Ne esce un mélange straordinariamente ambiguo di tenerezza e perversione, cerebralismo e brutalismo, volgarità compiaciuta ed estrema sofisticazione. Il deskilling si fa con Kelley virtuosismo della goffaggine. Almeno dagli anni novanta sino alla fine improvvisa lo ossessiona la mitologia persecutoria della propria formazione: Educational Complex è un’opera-mondo (c’è chi l’ha paragonata al Grande vetro di Duchamp) labirintica e stratificata, interminabile come l’analisi freudiana cui spesso Kelley si riferisce, che intendeva ricostruire l’«indottrinamento istituzionale e abuso mentale» cui era stato sottoposto, dai tempi del California Institute of the Arts. La mostra di Zurigo consente un tuffo proprio in quegli anni settanta istericamente allegri e affettuosamente incubici: ci sono i primi pastelli del Kelley ventenne e una serie bellissima di Allegorical Drawings (piccoli pennarelli neri, serie denarrative di epiche comics dove dolcissime bestiole Disney incontrano le bambole perverse di Bellmer, occhioni flip-flap e spropositati genitali in evidenza), poi le rivisitazioni a distanza della stessa galassia autobiografica: giganteschi murales all’acrilico, celebrazioni ironiche (ma anche no) della scena pop del Michigan, dove i miti Motown coesistono coll’esoterico guru del free jazz, Sun Ra (da Kelley adorato magari soprattutto per certi suoi pretesi commerci cogli extraterrestri). Marchio importante, su questa stagione, la passione per la musica: God’s Oasis era il nomignolo dell’appartamento di Kelley, a Detroit, la «chiesa drive-in» dove provava il suo gruppo punk, i «Destroy All Monsters».
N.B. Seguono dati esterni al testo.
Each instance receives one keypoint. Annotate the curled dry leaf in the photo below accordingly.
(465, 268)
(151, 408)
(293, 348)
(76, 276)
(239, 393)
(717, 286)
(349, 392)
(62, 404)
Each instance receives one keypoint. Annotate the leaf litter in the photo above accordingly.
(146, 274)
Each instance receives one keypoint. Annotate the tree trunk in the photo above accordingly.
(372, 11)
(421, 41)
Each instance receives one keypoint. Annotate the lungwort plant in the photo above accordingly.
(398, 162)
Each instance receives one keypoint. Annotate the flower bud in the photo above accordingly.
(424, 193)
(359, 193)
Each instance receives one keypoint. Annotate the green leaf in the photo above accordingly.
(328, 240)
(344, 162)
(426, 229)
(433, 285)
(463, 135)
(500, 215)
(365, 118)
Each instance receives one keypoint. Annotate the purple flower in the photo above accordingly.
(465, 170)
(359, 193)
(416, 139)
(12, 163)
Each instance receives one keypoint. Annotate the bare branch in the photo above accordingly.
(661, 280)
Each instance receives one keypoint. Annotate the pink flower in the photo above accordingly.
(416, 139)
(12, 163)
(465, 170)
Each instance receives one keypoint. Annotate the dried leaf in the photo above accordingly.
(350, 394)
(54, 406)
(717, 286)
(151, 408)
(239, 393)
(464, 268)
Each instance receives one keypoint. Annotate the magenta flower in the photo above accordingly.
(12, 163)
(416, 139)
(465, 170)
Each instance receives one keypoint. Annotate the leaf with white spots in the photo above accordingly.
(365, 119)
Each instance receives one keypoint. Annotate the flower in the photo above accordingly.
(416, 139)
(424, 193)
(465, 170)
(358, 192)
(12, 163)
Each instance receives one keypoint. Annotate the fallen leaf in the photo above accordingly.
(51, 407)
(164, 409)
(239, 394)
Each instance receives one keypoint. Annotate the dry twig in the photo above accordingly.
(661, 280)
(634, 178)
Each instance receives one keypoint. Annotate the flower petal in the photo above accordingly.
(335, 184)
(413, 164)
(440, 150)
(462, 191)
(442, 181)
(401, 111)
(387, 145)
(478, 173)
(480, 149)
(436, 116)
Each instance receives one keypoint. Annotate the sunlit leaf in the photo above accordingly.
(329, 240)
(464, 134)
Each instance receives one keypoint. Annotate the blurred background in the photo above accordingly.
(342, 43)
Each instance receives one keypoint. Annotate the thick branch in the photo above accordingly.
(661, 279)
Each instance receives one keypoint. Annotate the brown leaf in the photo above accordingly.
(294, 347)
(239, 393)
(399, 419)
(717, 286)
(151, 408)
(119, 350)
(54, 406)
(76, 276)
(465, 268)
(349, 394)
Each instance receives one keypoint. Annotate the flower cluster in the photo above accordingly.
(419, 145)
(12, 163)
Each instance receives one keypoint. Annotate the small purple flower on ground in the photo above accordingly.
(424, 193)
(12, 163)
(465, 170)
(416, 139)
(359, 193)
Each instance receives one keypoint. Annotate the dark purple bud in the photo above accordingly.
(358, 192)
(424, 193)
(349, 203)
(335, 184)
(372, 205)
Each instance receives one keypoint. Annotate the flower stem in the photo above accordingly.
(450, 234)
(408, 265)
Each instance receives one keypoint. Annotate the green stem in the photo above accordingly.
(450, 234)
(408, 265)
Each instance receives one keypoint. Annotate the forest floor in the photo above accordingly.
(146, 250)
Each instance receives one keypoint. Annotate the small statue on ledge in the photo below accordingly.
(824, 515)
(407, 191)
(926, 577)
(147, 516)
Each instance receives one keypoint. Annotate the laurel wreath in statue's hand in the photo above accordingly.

Alla fine, l’ennesima propaggine dell’Educational Complex. Già vista alla grande personale di Kelley all’Hangar Bicocca nel 2013, s’intitola Rose Hobart (la dea hollywoodiana culto di Joseph Cornell) e consiste in una serie di cunicoli di legno immersi nell’oscurità, al cui interno lo spettatore dovrebbe strisciare per giungere non a riveder le stelle, ma a sbirciare una scenetta scollacciata di Porky’s: dissacrazione estrema degli itinerari esoterici delle Grandi Opere moderniste, ma anche del proprio stesso erotismo perverso e sublime, di marca batailleana. Qui il percorso iniziatico non conduce ad altro, invece, che alle grazie dozzinali di una doccia vietata ai minori di 14 anni. È il modo più brutale con cui Mike Kelley potesse congedarsi dalla propria travagliatissima Bildung – nonché quello con cui, a nostra volta, alle caprette facciamo ciao.